A run-oriented offense under Ben Johnson, the Senators have become known as a program who wins many of their contests by controlling the game clock through physical play.
Berry, Bradford, and Hurd, along with the aforementioned linemen, became the face of a team that brought an entire community together on Friday nights.
“It was a very fun experience, especially since we ran the ball a lot,” Berry said. “Lining up play after play, rushing the ball up the field with the line and the blocking backs, blowing people off the ball … it was great, especially when you reach the goal of getting to the end zone because it wasn’t just one man that scored, but all 11 of you.”
While basketball didn’t bring the same amount of team success, optimism has been created over the past two seasons. Guys like LT Maynard and Jordan Frasure, West’s top two scorers and outgoing seniors last winter, gave way to Berry, Bradford, Norman, and Jesse Johnson this year. That quartet, all multi-year contributors in the main rotation, embraced what they could bring to the unit.
“It was always fun, because no matter the outcome, you knew those guys wouldn’t quit on you no matter the disadvantages you are facing,” Berry said. “And we knew our roles pretty well and could give our all to contribute to the team in the best we could by playing those roles, such as defense in my case.”
Two laid-back coaches in Johnson and Bill Hafer — who match Berry’s personality to a certain degree — have helped, especially with their trust.
“It was a great experience to have them as coaches,” Berry said. “They always pushed you, day-by-day, to get better than you were the day before. So we could reach the goals that we set. They both have always believed in me from the first time I played for them and my team. From those things, I had a lot of fun playing for both [Ben] Johnson on the football field and [Bill] Hafer on the court throughout my high school career and made a lot of good memories.”
Lifelong memories that he’ll never forget are what Josh Berry will get to take away from his experiences as a Senator.

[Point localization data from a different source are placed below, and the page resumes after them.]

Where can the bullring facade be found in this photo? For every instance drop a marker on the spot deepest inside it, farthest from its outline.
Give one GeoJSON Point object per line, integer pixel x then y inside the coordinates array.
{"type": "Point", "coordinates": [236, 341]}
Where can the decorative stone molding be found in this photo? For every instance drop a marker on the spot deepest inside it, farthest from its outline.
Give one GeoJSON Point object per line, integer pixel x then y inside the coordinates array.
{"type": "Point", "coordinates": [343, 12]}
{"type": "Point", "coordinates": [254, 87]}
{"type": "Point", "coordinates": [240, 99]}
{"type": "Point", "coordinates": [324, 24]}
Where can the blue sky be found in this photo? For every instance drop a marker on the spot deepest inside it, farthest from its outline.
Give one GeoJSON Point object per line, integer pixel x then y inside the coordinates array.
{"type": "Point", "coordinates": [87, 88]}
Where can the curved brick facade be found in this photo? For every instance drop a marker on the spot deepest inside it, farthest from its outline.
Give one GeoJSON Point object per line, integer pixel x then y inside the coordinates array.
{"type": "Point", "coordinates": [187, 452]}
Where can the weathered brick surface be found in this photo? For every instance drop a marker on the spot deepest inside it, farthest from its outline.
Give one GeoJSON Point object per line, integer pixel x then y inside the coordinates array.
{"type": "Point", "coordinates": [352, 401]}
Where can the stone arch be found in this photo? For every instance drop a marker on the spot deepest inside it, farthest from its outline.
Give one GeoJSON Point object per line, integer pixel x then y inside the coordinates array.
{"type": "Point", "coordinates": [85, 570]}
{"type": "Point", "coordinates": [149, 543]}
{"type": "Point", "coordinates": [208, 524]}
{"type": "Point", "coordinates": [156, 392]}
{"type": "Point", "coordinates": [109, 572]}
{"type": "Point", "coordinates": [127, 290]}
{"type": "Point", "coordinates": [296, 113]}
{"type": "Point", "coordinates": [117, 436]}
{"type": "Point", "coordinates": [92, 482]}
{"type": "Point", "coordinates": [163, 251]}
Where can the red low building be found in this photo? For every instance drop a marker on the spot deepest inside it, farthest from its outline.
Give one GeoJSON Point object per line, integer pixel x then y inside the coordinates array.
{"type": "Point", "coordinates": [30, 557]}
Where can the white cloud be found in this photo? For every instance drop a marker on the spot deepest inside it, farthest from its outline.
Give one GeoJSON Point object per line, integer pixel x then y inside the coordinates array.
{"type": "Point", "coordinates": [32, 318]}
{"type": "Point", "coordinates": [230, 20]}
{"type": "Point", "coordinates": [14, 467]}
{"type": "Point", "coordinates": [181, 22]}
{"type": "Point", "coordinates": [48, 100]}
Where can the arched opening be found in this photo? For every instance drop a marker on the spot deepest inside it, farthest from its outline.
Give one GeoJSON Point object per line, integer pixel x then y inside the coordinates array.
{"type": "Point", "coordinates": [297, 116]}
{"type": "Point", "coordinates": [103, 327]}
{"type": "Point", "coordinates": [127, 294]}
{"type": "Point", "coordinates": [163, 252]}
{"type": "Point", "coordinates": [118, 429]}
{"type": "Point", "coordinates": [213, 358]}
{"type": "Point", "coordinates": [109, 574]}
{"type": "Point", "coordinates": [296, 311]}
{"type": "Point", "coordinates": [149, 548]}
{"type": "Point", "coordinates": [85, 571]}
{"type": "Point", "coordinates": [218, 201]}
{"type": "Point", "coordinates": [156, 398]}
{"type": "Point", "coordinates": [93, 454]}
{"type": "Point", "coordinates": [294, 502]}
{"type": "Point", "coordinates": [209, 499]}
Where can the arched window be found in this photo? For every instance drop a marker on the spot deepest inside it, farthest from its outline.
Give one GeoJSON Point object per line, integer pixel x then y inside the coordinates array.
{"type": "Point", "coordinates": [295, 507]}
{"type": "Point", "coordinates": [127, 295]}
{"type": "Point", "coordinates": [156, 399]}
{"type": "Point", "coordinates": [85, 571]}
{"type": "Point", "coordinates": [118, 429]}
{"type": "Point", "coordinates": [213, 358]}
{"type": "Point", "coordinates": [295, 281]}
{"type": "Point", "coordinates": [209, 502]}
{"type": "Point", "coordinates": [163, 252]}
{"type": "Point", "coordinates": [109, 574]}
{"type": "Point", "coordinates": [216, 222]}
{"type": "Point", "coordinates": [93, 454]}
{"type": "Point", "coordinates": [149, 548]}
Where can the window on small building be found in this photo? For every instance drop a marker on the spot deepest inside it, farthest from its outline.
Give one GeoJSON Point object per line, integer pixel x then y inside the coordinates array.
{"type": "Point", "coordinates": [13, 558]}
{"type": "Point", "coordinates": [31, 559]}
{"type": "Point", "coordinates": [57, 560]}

“My fondest thought or memory about playing at West would be playing my entire career from kindergarten up, with the same group of tough guys that are all like my own brothers,” Berry said. “Especially on the football field together, we never quit on each other, no matter how bad we were hurting or whatever the circumstances may have been. All of the big plays we made on the football field together, and all of the memories we made together, from offseason to preseason practices, to playing in the mud at The Rock and winning games, were memories that not only made our community proud, but memories that will last a lifetime.”